AMD to come clean on Barcelona performance

Written by Tim Smalley

July 6, 2007 // 6:23 p.m.

Tags: #2006 #amd #barcelona #benchmark #clean #cpu2006 #honest #int #k10 #mystery #performance #rate #results #spec #xeon

According to a report, a spokesman from AMD has promised honest Barcelona benchmarks "in the coming weeks".

Earlier this week, some feathers were ruffled when simulated performance data for AMD's upcoming Barcelona processors reared its head on the net. Of all places, the source of the information was actually AMD's own website (the data has since been removed).

The problem with the so-called benchmarks was that they were not only based on "internal AMD simulations" at a clock speed that will not be available at the time of launch, but also the comparisons made by the company misrepresented the competition with out-of-date results.

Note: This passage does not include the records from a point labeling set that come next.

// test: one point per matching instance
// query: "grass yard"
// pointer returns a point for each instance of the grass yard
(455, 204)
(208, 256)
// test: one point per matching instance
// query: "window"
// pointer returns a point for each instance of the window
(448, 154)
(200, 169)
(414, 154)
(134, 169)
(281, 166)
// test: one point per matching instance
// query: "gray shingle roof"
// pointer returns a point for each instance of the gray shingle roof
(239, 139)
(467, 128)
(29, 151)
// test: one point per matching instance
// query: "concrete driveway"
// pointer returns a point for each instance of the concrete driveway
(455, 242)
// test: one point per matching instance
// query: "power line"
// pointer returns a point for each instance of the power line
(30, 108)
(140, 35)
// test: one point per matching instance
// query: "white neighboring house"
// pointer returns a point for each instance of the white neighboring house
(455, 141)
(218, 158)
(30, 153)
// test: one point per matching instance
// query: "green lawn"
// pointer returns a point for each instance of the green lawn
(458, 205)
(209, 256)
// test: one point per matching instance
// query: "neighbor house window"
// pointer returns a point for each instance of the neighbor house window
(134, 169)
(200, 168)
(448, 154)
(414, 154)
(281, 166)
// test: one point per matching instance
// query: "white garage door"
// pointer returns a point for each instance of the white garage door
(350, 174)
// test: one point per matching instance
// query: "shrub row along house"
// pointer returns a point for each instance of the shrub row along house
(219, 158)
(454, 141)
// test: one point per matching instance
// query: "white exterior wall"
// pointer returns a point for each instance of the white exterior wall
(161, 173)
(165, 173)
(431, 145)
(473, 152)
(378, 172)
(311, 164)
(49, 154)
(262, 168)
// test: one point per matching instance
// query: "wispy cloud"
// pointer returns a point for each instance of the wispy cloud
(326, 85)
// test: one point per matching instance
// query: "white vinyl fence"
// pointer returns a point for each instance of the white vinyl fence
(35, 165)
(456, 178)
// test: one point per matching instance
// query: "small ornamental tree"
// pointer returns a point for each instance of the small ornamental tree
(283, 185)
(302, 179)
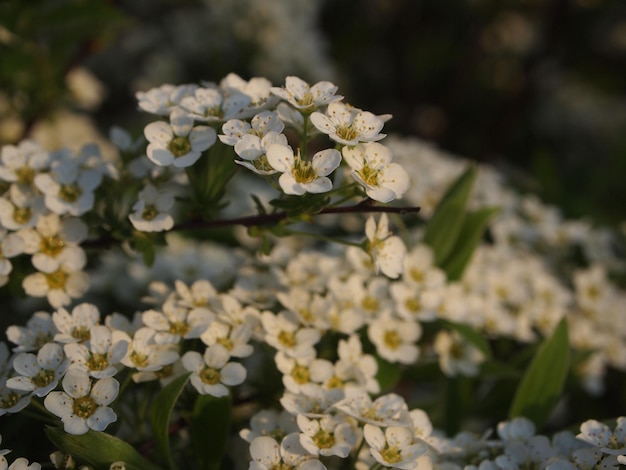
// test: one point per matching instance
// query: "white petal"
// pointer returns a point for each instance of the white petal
(326, 161)
(233, 373)
(280, 157)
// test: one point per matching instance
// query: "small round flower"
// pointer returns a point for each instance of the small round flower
(39, 374)
(372, 168)
(178, 143)
(395, 447)
(151, 211)
(83, 405)
(163, 99)
(347, 125)
(387, 251)
(304, 97)
(267, 454)
(212, 372)
(302, 176)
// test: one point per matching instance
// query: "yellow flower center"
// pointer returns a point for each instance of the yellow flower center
(139, 359)
(51, 246)
(392, 339)
(97, 361)
(368, 174)
(70, 192)
(43, 378)
(179, 328)
(25, 175)
(84, 407)
(300, 374)
(21, 215)
(57, 279)
(302, 171)
(323, 439)
(391, 454)
(287, 338)
(347, 132)
(210, 376)
(179, 146)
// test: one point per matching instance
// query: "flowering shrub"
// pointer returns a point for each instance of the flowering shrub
(332, 333)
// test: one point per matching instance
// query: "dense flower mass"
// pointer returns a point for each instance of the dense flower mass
(312, 354)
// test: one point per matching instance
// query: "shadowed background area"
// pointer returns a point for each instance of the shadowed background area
(535, 87)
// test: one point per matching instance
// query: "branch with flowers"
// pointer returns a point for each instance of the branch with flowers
(311, 345)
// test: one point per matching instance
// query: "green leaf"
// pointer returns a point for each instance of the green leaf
(444, 226)
(543, 382)
(469, 237)
(388, 375)
(161, 413)
(98, 449)
(210, 430)
(472, 336)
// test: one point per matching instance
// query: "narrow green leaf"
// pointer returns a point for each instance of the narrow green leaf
(543, 382)
(98, 449)
(445, 224)
(210, 430)
(388, 374)
(472, 336)
(161, 413)
(469, 237)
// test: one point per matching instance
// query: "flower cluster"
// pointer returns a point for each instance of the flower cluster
(309, 342)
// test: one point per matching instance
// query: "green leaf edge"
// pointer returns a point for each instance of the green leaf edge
(543, 381)
(161, 413)
(98, 449)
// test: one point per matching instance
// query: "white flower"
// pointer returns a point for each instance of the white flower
(178, 143)
(39, 374)
(11, 245)
(100, 355)
(253, 150)
(61, 286)
(457, 356)
(395, 447)
(175, 322)
(20, 209)
(145, 354)
(267, 454)
(151, 211)
(301, 176)
(387, 251)
(38, 331)
(386, 410)
(163, 99)
(75, 327)
(285, 335)
(354, 369)
(269, 423)
(347, 125)
(11, 400)
(212, 372)
(211, 105)
(395, 339)
(19, 164)
(600, 435)
(234, 338)
(83, 405)
(69, 186)
(372, 168)
(55, 242)
(328, 435)
(260, 125)
(305, 97)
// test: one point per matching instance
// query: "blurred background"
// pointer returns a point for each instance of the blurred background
(533, 87)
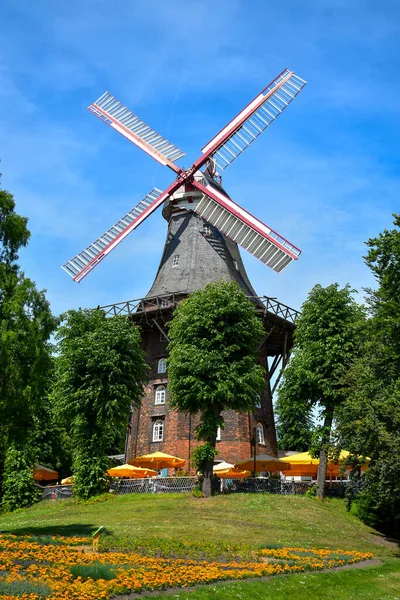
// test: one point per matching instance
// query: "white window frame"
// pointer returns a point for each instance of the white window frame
(260, 434)
(161, 393)
(162, 366)
(158, 431)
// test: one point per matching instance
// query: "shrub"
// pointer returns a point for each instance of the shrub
(94, 571)
(19, 489)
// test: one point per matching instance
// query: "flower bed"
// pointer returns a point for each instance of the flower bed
(66, 568)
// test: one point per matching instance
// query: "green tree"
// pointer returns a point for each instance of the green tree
(100, 373)
(369, 423)
(295, 422)
(26, 324)
(20, 490)
(212, 363)
(326, 342)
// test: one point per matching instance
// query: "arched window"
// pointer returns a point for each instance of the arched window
(260, 434)
(162, 365)
(160, 395)
(158, 431)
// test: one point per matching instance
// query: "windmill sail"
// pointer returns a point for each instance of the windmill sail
(253, 119)
(120, 118)
(84, 262)
(244, 229)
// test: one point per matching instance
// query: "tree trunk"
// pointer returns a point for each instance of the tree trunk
(207, 478)
(208, 465)
(323, 455)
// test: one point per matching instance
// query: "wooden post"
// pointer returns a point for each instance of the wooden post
(95, 539)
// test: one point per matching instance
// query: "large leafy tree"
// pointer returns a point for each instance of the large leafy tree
(26, 324)
(100, 373)
(369, 422)
(212, 363)
(326, 342)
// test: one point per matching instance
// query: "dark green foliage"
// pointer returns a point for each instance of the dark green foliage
(294, 426)
(370, 418)
(213, 364)
(100, 373)
(26, 324)
(327, 340)
(20, 490)
(202, 454)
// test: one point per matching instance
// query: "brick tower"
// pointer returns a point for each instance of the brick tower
(195, 254)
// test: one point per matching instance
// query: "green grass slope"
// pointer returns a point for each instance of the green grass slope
(240, 519)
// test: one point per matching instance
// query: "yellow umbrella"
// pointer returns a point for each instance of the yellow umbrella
(263, 462)
(68, 480)
(232, 473)
(131, 472)
(222, 466)
(304, 464)
(157, 460)
(42, 473)
(301, 459)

At 2.6GHz, the simulated Barcelona benchmark claimed to be 21 percent faster than Intel's Xeon 5355 in SPECint_rate2006, but Intel has since released a new compiler that helps improve performance on its processors and it reduces the gap in performance to almost nothing (102 for Barcelona @ 2.6GHz, 101 for Intel's Xeon 5355).

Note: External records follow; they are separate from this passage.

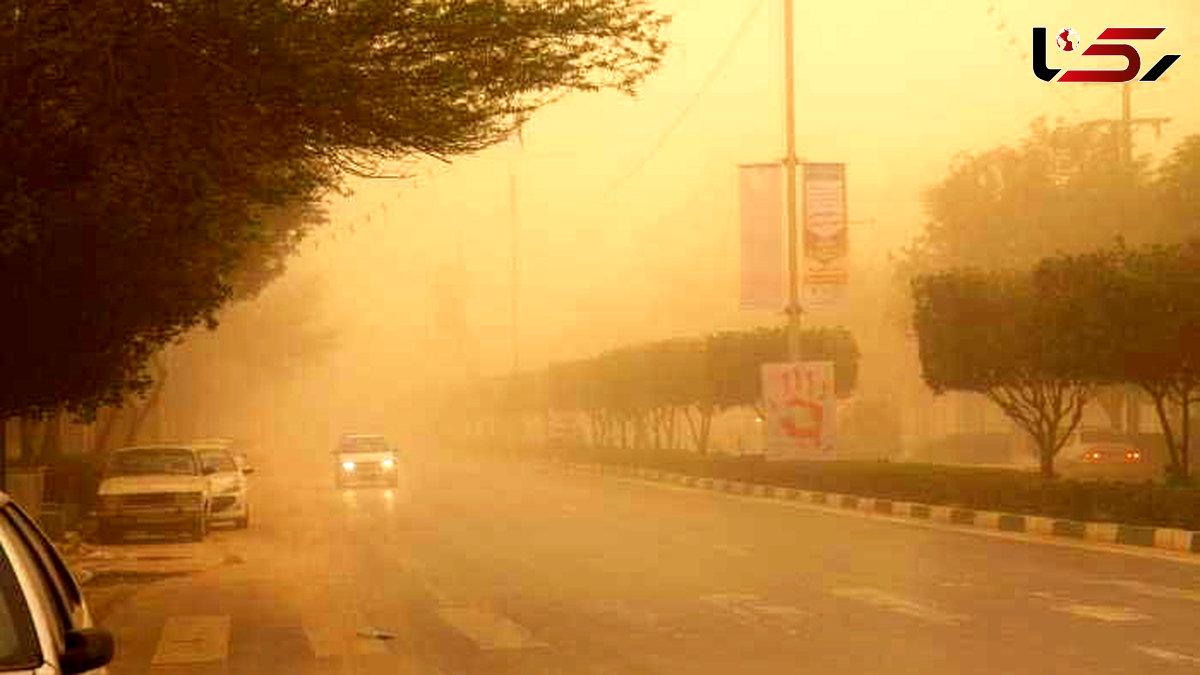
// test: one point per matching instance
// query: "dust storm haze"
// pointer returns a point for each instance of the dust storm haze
(623, 210)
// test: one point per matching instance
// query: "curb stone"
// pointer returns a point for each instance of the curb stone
(1164, 538)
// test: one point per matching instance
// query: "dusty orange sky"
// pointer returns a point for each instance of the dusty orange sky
(628, 207)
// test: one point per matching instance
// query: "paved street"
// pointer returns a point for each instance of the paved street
(501, 568)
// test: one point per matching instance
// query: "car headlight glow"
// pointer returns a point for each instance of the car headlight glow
(189, 499)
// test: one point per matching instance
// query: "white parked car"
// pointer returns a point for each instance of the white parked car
(235, 448)
(227, 484)
(45, 625)
(154, 488)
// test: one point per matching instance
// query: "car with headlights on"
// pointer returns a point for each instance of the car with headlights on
(46, 627)
(154, 488)
(237, 448)
(1099, 453)
(229, 500)
(363, 459)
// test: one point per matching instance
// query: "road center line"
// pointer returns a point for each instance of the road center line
(1167, 655)
(898, 604)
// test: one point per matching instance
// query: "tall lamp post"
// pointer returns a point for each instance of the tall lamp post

If you also take into account the fact that Intel is soon to release a 3.0GHz Xeon 5365 (it's already available in the Mac Pro), which yields an even higher score of 106 in SPECint_rate2006, Barcelona already looks behind the times and we've not even talked about Penryn yet.

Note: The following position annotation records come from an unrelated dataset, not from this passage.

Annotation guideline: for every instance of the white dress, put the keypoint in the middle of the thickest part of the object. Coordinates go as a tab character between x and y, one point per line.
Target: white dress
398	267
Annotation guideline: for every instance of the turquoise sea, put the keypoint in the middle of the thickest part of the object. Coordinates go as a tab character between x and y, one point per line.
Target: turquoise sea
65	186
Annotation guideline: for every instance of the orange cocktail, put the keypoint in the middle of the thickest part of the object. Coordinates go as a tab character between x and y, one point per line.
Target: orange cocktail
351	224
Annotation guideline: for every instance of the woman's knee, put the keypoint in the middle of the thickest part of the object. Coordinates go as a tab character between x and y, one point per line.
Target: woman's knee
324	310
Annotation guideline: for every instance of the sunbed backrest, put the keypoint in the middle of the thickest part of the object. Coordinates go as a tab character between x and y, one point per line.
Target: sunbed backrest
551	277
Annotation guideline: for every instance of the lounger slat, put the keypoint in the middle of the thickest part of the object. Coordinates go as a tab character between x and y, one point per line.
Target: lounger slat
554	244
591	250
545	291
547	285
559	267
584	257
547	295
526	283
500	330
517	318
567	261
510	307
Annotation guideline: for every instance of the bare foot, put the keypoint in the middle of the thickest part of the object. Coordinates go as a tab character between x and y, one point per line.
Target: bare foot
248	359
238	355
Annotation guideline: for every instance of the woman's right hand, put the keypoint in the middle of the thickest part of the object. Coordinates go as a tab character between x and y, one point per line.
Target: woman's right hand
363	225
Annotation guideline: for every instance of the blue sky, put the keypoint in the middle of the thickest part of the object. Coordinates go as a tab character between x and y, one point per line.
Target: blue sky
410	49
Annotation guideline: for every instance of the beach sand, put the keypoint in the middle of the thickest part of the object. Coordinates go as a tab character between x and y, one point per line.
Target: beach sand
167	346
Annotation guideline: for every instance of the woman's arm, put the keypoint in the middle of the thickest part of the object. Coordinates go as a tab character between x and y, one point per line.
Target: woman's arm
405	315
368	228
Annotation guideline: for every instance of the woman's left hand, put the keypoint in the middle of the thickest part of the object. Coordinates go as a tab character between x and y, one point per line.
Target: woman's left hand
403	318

AMD's Phil Hughes claimed that the information was correct when it was published early this year, but then added that "[AMD is] working to remove that stuff from our website now. It is not an accurate reflection of the highest performance [Intel processors]."

Thankfully the offending data has now been removed and the tech world can return to some kind of normality. However, the real problem is that while the information was potentially accurate earlier this year, when AMD revealed last week that its fastest Barcelona processor at launch would be clocked at only 2.0GHz, the data was already a long way off what early adopters will see when the processor launches.

For now, there's a cloak of uncertainty surrounding AMD's Barcelona processors and I'm fairly sure that we're not going to see the real answers until independent benchmarks are published after the CPU's launch later this year. For now though, I guess we'll live and hope that AMD's next-generation processors will be competitive with whatever Intel has up its sleeves.